I am receiving Social Security disability benefits, but a friend has made me a job offer. It wouldn't be enough to sustain me alone, but I could definitely use the extra income and it's a job I think I could do. How does Social Security handle things like this?
Working while on disability may seem counterintuitive since the purpose of disability benefits is to provide income for people who cannot work. However, in certain circumstances, working is not against Social Security's rules.
First, you are allowed to make less than $1,470 (the SGA level for 2023) per month and still collect Social Security disability benefits, as long as you continue to meet Social Security's definition of disabled. (This answer addresses SSDI; the amount of income you can make and continue to qualify for SSI is different.)

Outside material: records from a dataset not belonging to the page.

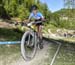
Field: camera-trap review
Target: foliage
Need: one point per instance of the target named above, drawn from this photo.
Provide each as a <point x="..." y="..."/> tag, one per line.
<point x="21" y="8"/>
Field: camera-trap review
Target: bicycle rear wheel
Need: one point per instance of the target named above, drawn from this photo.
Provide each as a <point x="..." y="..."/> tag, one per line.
<point x="28" y="45"/>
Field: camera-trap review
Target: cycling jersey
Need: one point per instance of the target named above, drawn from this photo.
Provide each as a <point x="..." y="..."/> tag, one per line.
<point x="38" y="15"/>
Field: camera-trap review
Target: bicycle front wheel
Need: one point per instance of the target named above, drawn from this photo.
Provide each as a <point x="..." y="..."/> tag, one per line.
<point x="29" y="45"/>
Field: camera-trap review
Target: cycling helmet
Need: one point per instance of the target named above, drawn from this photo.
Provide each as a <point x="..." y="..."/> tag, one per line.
<point x="34" y="7"/>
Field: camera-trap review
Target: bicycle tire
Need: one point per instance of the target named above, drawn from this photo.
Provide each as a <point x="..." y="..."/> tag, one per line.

This SGA limit allows many disability recipients to do some part-time work. For example, if you were to work 16 hours a week making $16 per hour, your monthly income would be about $1,100, which falls under the SGA amount. As long as you haven't improved enough medically to work full time (since you were approved for benefits), you should be able to continue receiving benefits.
Second, Social Security has programs that allow you to continue to receive disability insurance benefits while encouraging you to try getting back into the workforce. You can attempt to work, even making over the SGA amount, during something called the "trial work period," which allows you to work for a set period of time with no interruption to your benefits at all.
You may work for a total of nine months out of a consecutive 60-month period of time and those nine months will count as the trial work period. (If you work nine total months out of five years, even if those nine months aren't all together, you'll have used up your trial period.) At the end of the period, your benefits may stop if you continue to work and Social Security finds that your work is above the SGA level.